Mas parece haver outro tipo de “jabuti”, avantajado, porque não se trata de emendas contrabandeadas para algum projeto. O próprio projeto é o “jabuti” que interessa a um grupo específico. No caso, a políticos atemorizados com a evolução da Lava-Jato e outras investigações de casos de corrupção.

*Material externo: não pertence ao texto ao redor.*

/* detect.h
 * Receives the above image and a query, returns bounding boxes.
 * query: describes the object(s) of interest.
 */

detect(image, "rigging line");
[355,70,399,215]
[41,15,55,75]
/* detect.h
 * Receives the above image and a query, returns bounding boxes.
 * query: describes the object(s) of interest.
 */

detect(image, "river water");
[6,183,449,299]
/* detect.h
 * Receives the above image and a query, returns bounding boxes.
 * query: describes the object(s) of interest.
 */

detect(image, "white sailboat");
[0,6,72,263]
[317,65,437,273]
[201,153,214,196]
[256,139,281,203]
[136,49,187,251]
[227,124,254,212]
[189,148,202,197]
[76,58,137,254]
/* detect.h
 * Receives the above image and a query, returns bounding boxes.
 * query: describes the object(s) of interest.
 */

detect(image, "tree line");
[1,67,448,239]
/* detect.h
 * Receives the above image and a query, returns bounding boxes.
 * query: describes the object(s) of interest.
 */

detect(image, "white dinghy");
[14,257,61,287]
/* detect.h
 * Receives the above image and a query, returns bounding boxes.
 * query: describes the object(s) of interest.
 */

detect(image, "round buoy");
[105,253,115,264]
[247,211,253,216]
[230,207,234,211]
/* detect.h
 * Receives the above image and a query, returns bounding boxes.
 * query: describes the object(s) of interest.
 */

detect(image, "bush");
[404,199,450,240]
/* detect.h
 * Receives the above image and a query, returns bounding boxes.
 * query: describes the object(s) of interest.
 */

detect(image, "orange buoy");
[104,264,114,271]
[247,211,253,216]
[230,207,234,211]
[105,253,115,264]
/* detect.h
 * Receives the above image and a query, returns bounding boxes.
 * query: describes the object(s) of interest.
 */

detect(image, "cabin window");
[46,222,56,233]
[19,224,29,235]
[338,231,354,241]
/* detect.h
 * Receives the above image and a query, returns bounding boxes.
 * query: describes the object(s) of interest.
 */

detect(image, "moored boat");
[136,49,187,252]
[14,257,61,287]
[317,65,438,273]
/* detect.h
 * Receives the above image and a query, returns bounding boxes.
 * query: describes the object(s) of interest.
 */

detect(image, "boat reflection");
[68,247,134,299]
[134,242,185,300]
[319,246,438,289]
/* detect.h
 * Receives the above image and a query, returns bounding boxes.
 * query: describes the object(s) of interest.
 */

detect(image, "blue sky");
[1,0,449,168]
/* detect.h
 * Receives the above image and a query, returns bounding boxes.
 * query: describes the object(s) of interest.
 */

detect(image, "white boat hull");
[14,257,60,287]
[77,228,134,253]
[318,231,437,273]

O louvável objetivo do projeto de lei é punir “abusos de autoridade” cometidos por agentes públicos: servidores em geral, membros do Legislativo, do Poder Judiciário, do Ministério Público e das polícias. Assinado pelo senador Renan Calheiros (PMDB-AL), o projeto, no entanto, seria uma retaliação do presidente do Senado e de seu grupo contra o Ministério Público Federal, pelo fato de o procurador-geral da República, Rodrigo Janot, ter pedido ao Supremo a prisão dele, a do ex-presidente José Sarney e a do senador Romero Jucá (RR), devido a gravações feitas pelo ex-presidente da Transpetro Sérgio Machado com eles, sobre como conter a Lava-Jato. O ministro da Corte Teori Zavascki rejeitou o pedido. Isso não impediu que passasse a ser inevitável relacionar qualquer ato de Renan contra procuradores, juízes, policiais etc. com maquinações de bastidores para a aprovação no Congresso de projetos que os barrem. O teor das gravações leva a isso.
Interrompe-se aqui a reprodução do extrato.